@Handle123
There is a lot in your post and I'm trying to digest it all. Would you say the gist of your method is as follows: keep a portfolio of relatively stable currencies, wait till one trends and convert back to your base currency. And hedge off the risk with futures options. Finally, if there is a loss, just wait because you don't mind holding that currency long term. Am I close?
Am sorry, didn't notice till now. Oh no, I don't care about stable anything since I use 9 year monthly charts and sometimes 50 years if I have them going back that far, not in currencies though, but like corn and wheat. And I don't wait for anything to trend, I am seeking my opening move to be within $500 of the extremes of a percentage of 9 year highs/lows, waiting for something to exceed 9 year highs/lows, you won't be trading often, so you backtest till you find a percentage you can live. When 95% of the time markets make a certain pattern at highs/lows on intra-day data it is getting ready to make a possibility of extreme, but we have no way of knowing. When everything lines up, and automation is doing all of it now, it puts on futures positions and options are bought, as far as when to exchange from U.S.dollar to foreign currency, I know I am going to be early trying to find the extreme, so I usually wait 5-7 losses in the futures and then exchange, but I never hedge the currency as I would see this as wasting funds, I will just hang onto it for more years if need be, but has only happened a couple times and still didn't take much longer of a wait. I try to find currencies where that country has exchanges so I can trade those markets as well.

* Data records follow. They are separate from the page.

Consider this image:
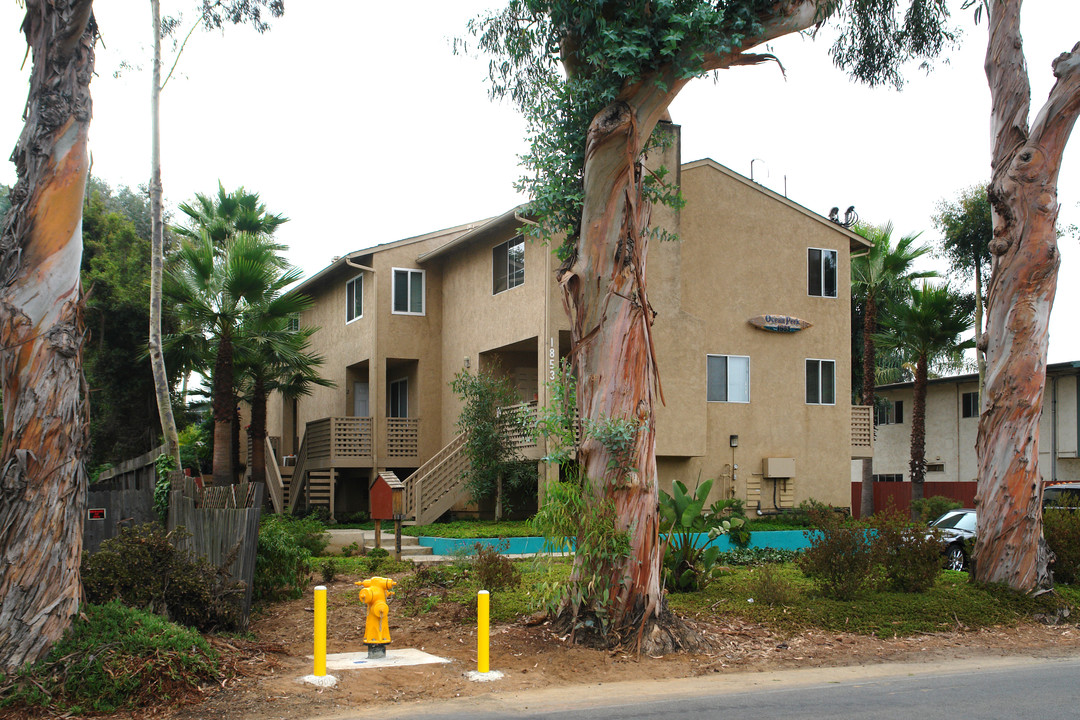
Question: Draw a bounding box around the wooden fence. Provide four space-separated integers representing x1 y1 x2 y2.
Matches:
82 445 165 553
168 477 266 629
851 480 978 519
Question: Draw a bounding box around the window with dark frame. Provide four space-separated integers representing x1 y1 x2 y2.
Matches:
874 400 904 425
491 237 525 295
345 275 364 323
387 378 408 418
807 247 837 298
705 355 750 403
960 390 978 418
807 359 836 405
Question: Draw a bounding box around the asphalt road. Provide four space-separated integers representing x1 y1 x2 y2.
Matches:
360 656 1080 720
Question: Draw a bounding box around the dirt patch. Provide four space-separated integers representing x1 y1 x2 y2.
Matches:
159 578 1080 720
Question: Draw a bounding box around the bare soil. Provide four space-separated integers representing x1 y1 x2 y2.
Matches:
147 576 1080 720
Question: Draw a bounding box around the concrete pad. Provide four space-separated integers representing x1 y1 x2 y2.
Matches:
308 648 450 670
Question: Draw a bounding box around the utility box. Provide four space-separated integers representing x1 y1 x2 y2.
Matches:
369 472 405 520
761 458 795 478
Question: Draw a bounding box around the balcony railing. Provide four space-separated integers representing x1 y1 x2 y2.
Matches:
387 418 420 458
851 405 874 458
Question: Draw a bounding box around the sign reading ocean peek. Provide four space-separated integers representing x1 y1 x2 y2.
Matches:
746 315 813 332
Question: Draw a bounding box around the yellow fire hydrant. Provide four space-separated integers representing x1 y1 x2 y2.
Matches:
355 578 397 657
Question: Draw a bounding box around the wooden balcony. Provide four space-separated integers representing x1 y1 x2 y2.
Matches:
851 405 874 459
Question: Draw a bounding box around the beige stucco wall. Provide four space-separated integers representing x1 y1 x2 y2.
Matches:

Hedging is one of the basic risk management techniques and it is being widely used in this virtual currency market. And it is a derivative technique where a trader enters in simultaneous buying (long position) and selling (short position) of a currency pair. So that if he faces losses in buying position he will conversely earn profit in selling position, thereby net profit will be zero. Thereby instead of entering in one position and face losses due to price change, a trader can hedge the risks.

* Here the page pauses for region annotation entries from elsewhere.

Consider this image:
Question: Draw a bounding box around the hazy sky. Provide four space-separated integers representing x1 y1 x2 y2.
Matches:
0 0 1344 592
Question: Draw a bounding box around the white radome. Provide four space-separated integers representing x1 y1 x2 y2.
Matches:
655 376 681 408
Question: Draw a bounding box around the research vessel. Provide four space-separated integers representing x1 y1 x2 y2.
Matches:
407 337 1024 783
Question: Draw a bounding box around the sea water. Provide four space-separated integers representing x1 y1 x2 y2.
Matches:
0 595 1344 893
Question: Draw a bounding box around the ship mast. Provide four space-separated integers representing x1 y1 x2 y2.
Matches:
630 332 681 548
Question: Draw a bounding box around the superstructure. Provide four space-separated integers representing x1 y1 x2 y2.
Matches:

You have not traded much have you? There is zero guarantee that the one you sold is going the right direction, so you can end up losing on both sides for weeks. LOL and being that many currencies move in different speed of price, one can move much faster than the other and you have a lousy hedge, I would never do this type of hedging as it spells loses eventually.
Get some books on hedging and find out through much study how to do properly.